Kurzeniec
- Kurzeniec: a small town in the district of Minsk, Belorussia.
- Until the second world war the town was in the district of Vilna, Poland.
Kurzeniec is situated at a road junction and on the railway and is surrounded by forests. Because of its situation the town suffered from invasions of foreign armies. Tombstones in the old cemetery testify to the existence of a Jewish community from the beginning of the 18th century. In the 19th ans 20th centuries Kurzeniec was surrounded by small towns having Jewish communities. In a census taken in 1867 there were 1325 Jews among a population of 1955 inhabitants of Kurzeniec. In the sixties of the 19th century Kurzeniec became the spiritual center for the surrounding communities, famous for its scholars and a focus for the Jews of Lubavitz in the district. Most of the Jews of Kurzeniec were Habad Hassidim and on good terms with the Mitnagdim minority in the town. Rabbi Zalman Kornitzer was considered the leading Hassid in town and Jehuda Leib Ephron, Rabbi Yehuda Sussmann, Rabbi Yosef Halevi and the Gaon Rabbi Zischke belonged to his circle.
There were four synagogues in the town which were filled to capacity on Shabbath and holidays. Among the Rabbis officiating in the community were the illustrious Rabbi Yaakov Landa, the Rabbi and Gaon Zischke and Rabbi Aharon Feldmann, the last Rabbi of the community; He perished in the Holocaust. Among the charitable institutions were gmiluth hassadim, hachnassath Kalah, meoth hittim and matan baseter. Most of the Kurzeniec Jews earned their iving in the central market of the town, where there were Jewish workshops and small shops. The clients were mainly peasants from the surrounding villages. Jewish peddlars also made a meager living from selling their wares among them. There were only a few well-to-do Jews in the town. Most of the Jews lived in straightened circumstances and therefore many of the young peope left Kurzeniec for the the big towns or even for the U.S.A.

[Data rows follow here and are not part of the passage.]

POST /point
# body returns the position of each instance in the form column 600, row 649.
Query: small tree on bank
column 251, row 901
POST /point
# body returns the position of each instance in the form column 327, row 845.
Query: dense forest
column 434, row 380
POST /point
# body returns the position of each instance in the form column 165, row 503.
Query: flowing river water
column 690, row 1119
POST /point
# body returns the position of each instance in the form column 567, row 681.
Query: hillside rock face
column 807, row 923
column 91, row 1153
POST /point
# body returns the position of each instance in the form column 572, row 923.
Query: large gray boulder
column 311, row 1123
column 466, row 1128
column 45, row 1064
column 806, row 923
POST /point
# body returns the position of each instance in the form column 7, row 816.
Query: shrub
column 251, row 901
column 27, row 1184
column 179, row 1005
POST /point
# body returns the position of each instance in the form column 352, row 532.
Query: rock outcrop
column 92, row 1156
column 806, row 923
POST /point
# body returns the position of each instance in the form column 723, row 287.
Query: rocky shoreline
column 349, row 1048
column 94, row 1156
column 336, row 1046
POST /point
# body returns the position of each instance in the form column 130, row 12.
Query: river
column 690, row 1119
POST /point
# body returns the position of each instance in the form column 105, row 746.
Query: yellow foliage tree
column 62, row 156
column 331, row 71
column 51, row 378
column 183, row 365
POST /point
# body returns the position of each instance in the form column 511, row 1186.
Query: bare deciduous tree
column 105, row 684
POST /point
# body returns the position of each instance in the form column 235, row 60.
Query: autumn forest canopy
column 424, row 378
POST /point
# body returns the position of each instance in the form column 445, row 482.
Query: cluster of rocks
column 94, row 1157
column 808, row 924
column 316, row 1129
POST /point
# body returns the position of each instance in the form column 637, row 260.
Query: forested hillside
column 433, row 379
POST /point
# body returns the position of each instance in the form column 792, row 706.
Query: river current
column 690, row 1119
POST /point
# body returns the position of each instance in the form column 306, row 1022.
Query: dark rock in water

After WW1, in 1918-1919 Zionist activities started in Kurzeniec. The Hebrew school "Tarbuth" founded and functioned till the outbreak of the second world war (1939). The educational level of the school was of the highest order and its literay disputations were famous in the vicinity. Zion, and Herut and Techiya. Branch of Hehalutz was opened in 1922, at the time when such branches were opened all over the district. The youth of Hehalutz went to an agricultural training camp (Hachshara) in preparation for Alyah to Eretz Israel at a farm called Trumpeldoria" near Vilna. There was also branch of Hashimer Hazair in Kurzeniec. In 1939 there were 1,500 Jews in Kurzeniec.
Following the Ribbentrop-Molotov accord, signed by Germany and the U.S.S.R. in August 1939, the Red Army entered the district in September of that year and installed a Soviet government there. After the German attack on Russia on the 22nd of June 1941 and the retreat of the Red Army, panic spread among the Jews of Kurzeniec and they tried to escape into Russia. A few of them succeeded. When the Germans entered the town, severe limitations were imposed upon the Jews and their conditions worsened from day o day. Rumors about killings in the villages reached them and they fled into the forests nearby and there constructed hiding places. During the first days of the Nazi occupation an underground cell was formed in Kurzeniec, its purpose was to sabotage the German army in any possible way. Many of the youth fled into the forests and formed fighting partisan groups there. After the war they gained public recognition , were mentioned honorably and even decorated. The Jewish population of Kurzeniec was gradually liquidated. From time to time the Germans executed single Jews in the town, but on Simhat Torah (Autumn 1941) they killed 54 Jews and after a short time 33 persons and later still 13-all of the Jewish community. On the 9th of September 1942, three days before Rosh Hashana, the local German garrison carried out an "Aktion" (act of liquidation); all the remaining Jews, old and young, women and children, 1040 in number, were killed indiscriminately on this day.